Computer Vision

Computer vision is one of the areas that has advanced rapidly thanks to deep learning. Many of the strategies developed specifically for image recognition have been then transferred to other tasks such as speech recognition.

Some of the main problems in computer vision are:

One of the main issues in computer vision ML problems is that the input $x$ can become very big. Consider a low-resolution image of $64\times 64 \mathrm{px}$, since there are three color channels we would have an input vector for image $i$, $x^{(i)} \in \mathbb{R}^{64 \cdot 64 \cdot 3 = 12288 \times 1}$

Consider now an high resolution picture of $1000 \times 1000 \mathrm{px}$, we would have $x^{(i)} \in \mathbb{R}^{3 \cdot 10^6 \times 1}$. Supposing that the first hidden layer of a NN has 1000 hidden units we would have $w^{(i)[1]} \in \mathbb{R}^{1000 \times 3 \cdot 10^6}$. With that many parameters is difficult to get enough data to prevent the model from overfitting and also the computational requirements are very high.

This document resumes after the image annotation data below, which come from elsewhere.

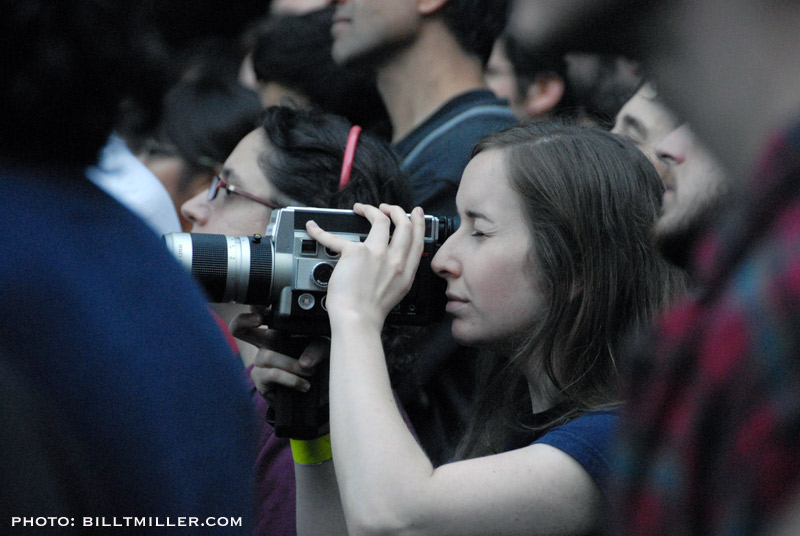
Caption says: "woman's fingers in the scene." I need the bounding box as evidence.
[250,367,311,397]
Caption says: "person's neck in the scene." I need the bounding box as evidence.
[377,26,486,142]
[522,359,563,413]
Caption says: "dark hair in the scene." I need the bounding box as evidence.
[260,106,411,210]
[459,122,683,457]
[157,72,261,193]
[252,7,391,139]
[260,106,418,383]
[439,0,510,65]
[0,0,168,167]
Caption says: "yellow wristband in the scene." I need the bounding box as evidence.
[289,434,333,465]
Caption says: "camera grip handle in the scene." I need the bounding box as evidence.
[267,360,329,439]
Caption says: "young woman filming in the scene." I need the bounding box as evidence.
[248,124,679,536]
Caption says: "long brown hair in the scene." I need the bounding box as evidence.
[457,122,684,458]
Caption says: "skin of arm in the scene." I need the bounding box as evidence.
[298,205,603,536]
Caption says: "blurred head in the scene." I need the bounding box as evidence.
[433,123,677,408]
[611,83,678,178]
[510,0,800,184]
[653,124,729,266]
[332,0,508,67]
[251,7,389,138]
[486,34,574,120]
[181,106,411,235]
[139,74,261,231]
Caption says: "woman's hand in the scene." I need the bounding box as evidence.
[306,203,425,330]
[229,312,330,403]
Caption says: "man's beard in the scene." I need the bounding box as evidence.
[652,198,723,270]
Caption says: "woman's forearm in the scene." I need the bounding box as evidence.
[330,321,433,528]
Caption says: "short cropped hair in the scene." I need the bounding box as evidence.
[252,7,389,135]
[439,0,509,65]
[259,106,411,210]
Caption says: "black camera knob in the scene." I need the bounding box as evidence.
[311,262,333,288]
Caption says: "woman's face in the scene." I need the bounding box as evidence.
[432,149,544,346]
[181,129,285,236]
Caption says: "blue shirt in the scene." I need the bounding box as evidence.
[0,162,255,535]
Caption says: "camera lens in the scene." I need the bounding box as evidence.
[311,262,333,288]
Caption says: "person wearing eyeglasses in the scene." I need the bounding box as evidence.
[181,106,411,536]
[137,69,261,232]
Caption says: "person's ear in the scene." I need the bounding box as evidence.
[524,74,566,117]
[417,0,448,15]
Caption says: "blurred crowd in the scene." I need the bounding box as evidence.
[0,0,800,536]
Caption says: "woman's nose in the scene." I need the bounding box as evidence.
[431,239,460,278]
[181,191,211,226]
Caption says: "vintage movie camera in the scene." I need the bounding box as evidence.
[164,207,454,439]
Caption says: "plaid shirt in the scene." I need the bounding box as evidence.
[616,124,800,536]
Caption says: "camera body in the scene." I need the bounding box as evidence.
[164,207,454,335]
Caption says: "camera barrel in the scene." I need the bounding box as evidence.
[164,233,273,305]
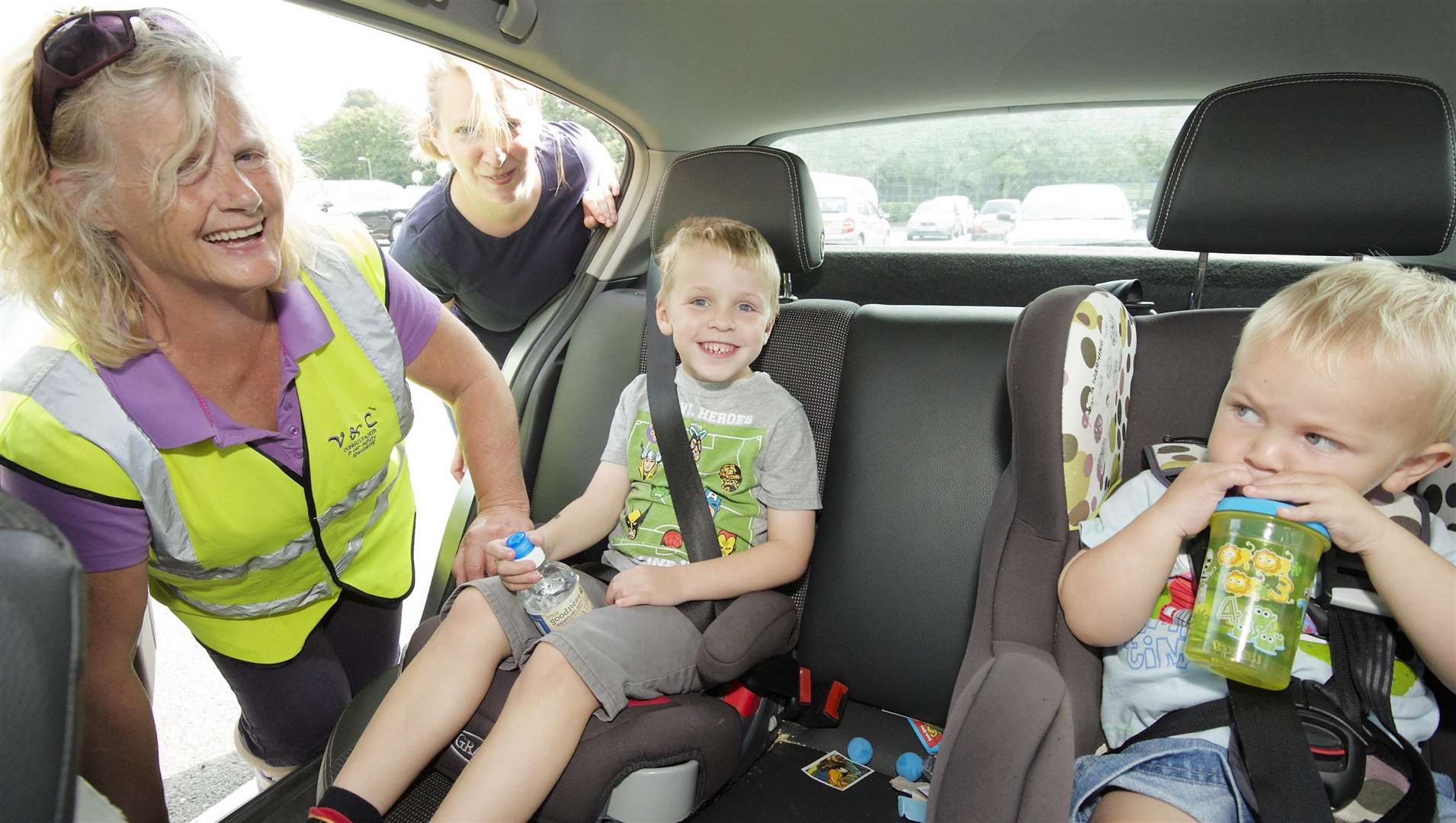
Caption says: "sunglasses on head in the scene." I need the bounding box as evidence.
[30,8,191,153]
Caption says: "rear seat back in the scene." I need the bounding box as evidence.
[800,306,1018,722]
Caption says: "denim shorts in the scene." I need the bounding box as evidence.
[1070,737,1456,823]
[1070,737,1258,823]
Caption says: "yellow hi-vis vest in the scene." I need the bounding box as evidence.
[0,224,415,663]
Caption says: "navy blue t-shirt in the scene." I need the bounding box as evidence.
[389,121,606,363]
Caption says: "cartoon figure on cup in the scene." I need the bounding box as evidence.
[0,8,530,820]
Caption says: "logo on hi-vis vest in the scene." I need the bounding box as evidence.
[329,406,379,457]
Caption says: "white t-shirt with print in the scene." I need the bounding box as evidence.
[1080,470,1456,748]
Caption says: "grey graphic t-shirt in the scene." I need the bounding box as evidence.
[601,366,819,568]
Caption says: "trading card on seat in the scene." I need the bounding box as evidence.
[802,751,875,791]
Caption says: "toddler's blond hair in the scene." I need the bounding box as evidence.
[1239,259,1456,446]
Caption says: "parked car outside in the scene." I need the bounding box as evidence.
[997,184,1146,246]
[811,172,890,246]
[293,181,428,245]
[971,197,1021,240]
[906,195,973,240]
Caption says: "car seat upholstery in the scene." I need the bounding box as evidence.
[0,491,86,821]
[320,147,855,820]
[929,74,1456,821]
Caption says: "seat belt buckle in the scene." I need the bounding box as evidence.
[1294,682,1367,809]
[798,668,849,729]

But since we want to analyze large images, we employ convolution operations one of the fundamental building blocks of Convolutional neural networks.

Edge detection

The convolution operation is one of the fundamental building blocks of convolutional neural networks. Let’s see how the convolution operation works using edge detection, one of the main tasks in computer vision, as motivating example. The convolution operation takes as input an image and a filter and produces a new image, which is the result of the convolution of the filter over the image. Some filters, can detect edges (figure below), other can blur or sharpen an image.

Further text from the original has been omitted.